Where the hell is Matt Tiabi or that Flash Boys guy on this latest round of fraud?

tumblemore's picture

It's like Weimar. They either engineer situations where the banking mafia get to own *everything* or their behavior inevitably leads to economic busts and in the process of making sure they get bailed out every time - through bribing TPTB - they have money when everyone else is selling at fire sale prices so it ends up the same way.

 

NotApplicable's picture

Who's selling? Pensions and every other retirement fund that has to liquidate in order to meet obligations.

corporatewhore's picture

Interesting that you mention pensions.  Just saw on the news they've reached a deal to essentially "gut" pensions in order to keep the government running--multi state.  Obviously not gutting any govt critter pensions.  So now someone with 33 years and a 3k pension will have to deal with the new reality of seeing their promised benefits reduced.

Your promised job--reduced.  Your promised pension--reduced.  Your savings--reduced.  Your home value--reduced.  Your gas prices--reduced.  Food stamps--reduced (well, maybe on that one --will take some time to get through)  Unemployment reduced (done).

Deflation is rearing its ugly effects slowly but surely.

tumblemore's picture

If it's all going down I think they'd want to steal all the pension money first before they crash house prices (and buy them all at rock bottom prices) as they can steal the pension money by stealth.

gatorengineer's picture

The answer in part is this is just taken out of the liquidity of the market.  Appl buying 40Billion in stock sounds like a lot, but its 5% of the float no big deal.

What happens is the price rises, EPS rise, etc...

What will be interesting is when any of the companies who have bought the stock have to sell it to raise cash.... IBM is likely first in this bucket.

Shizzmoney's picture

Its not so much the EBT, more like the DJIA and S&P debt fueled bubble which has helped fuel this faux unemployment.

Corporate debt has never been bigger; its even bigger than govt debt, and we don't even know how deep the rabbit hole goes because of shadow accounting.

Therefore, we have a bunch of newly created low-wage jobs with no sense of security.  And eventually, the bubble pops.  

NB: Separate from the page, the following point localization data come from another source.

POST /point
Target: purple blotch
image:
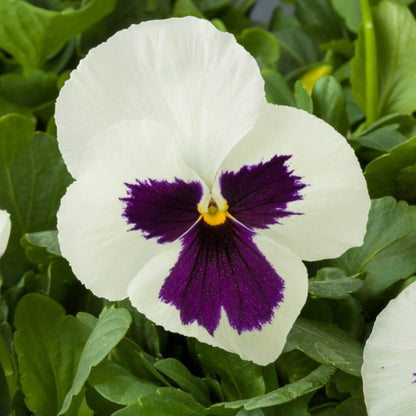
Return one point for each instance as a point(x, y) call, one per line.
point(258, 195)
point(161, 209)
point(220, 266)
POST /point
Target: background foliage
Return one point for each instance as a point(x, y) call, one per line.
point(65, 352)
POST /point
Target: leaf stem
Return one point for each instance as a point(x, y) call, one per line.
point(371, 70)
point(6, 362)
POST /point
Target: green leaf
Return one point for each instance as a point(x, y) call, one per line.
point(312, 382)
point(262, 45)
point(303, 98)
point(276, 88)
point(33, 179)
point(48, 347)
point(150, 337)
point(243, 5)
point(239, 379)
point(41, 247)
point(166, 401)
point(111, 327)
point(389, 250)
point(30, 89)
point(382, 173)
point(352, 406)
point(395, 31)
point(177, 372)
point(132, 357)
point(350, 11)
point(297, 50)
point(347, 383)
point(326, 344)
point(333, 283)
point(383, 139)
point(329, 103)
point(294, 365)
point(186, 8)
point(32, 35)
point(319, 13)
point(406, 184)
point(348, 315)
point(211, 7)
point(118, 385)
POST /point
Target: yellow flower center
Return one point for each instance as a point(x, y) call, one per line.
point(214, 216)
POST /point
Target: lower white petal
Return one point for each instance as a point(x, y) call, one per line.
point(390, 359)
point(5, 227)
point(335, 203)
point(260, 346)
point(93, 234)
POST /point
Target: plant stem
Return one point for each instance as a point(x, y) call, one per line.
point(371, 70)
point(6, 361)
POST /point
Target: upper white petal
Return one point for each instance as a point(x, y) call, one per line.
point(5, 227)
point(261, 347)
point(335, 203)
point(92, 233)
point(390, 359)
point(182, 73)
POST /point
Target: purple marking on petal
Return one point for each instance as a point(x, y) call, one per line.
point(162, 209)
point(258, 195)
point(220, 266)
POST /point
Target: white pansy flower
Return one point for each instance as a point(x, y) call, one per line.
point(193, 196)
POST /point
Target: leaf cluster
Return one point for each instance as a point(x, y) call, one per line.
point(65, 352)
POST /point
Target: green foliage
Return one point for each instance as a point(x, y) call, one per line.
point(32, 35)
point(329, 103)
point(262, 45)
point(57, 357)
point(110, 328)
point(386, 174)
point(333, 283)
point(326, 344)
point(395, 29)
point(48, 347)
point(276, 88)
point(166, 401)
point(33, 179)
point(388, 254)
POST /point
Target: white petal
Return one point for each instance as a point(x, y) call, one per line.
point(261, 347)
point(390, 359)
point(93, 235)
point(182, 73)
point(5, 226)
point(335, 203)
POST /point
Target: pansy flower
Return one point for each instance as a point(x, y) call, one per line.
point(193, 196)
point(5, 226)
point(389, 369)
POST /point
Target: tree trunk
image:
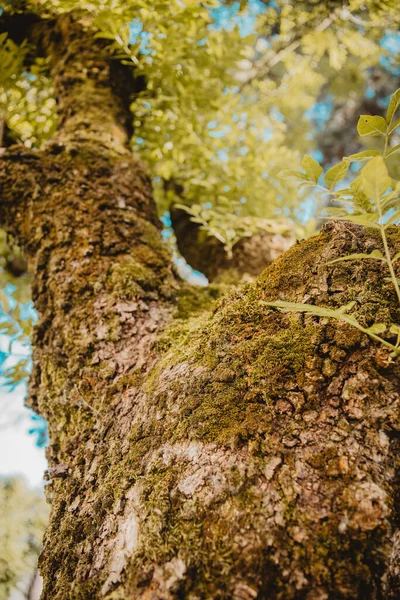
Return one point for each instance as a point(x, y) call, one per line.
point(237, 453)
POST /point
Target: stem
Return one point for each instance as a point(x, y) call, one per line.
point(389, 262)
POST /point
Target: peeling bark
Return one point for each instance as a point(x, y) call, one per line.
point(207, 254)
point(238, 453)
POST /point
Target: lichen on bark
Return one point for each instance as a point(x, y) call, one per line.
point(198, 450)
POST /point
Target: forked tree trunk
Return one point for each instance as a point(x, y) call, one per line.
point(240, 453)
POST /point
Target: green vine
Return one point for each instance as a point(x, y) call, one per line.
point(371, 200)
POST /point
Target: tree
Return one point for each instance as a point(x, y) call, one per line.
point(23, 519)
point(199, 449)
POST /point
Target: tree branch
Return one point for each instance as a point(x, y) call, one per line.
point(207, 254)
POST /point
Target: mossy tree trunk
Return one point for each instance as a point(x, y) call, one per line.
point(228, 452)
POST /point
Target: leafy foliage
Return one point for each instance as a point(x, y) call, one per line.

Since Japan is the model, it might take some time.  Like 10 years.  But there will be serious blips; oil is one.  Q4 in 2015 will be another, IMO.

tumblemore's picture

Japan has a much more cohesive society though so that might effect the time scale.

 

ejmoosa's picture

Hide, Extended, and Worsened. 

unplugged's picture

the best slave is the slave that doesn't know he's a slave

Farqued Up's picture

Like the slow boiled frog.

froze25's picture

And when they find out they are gonna be PISSED!  I guess that is why they are working so hard to get the guns away from the "slaves".

SeattleBruce's picture

Those of us who've taken the red pill (woken up to reality), need to keep working on the underground railroad to free the other slaves.

tumblemore's picture

and to get the various different ethnic groups fighting each other

Last of the Middle Class's picture

Done since the Roman times, Bread and circus economy, steal all you can then throw bread to the few who would upset the apple cart to keep them quiet, such things as ebt cards and such. Never has a level playing field been such state sponsored propaganda.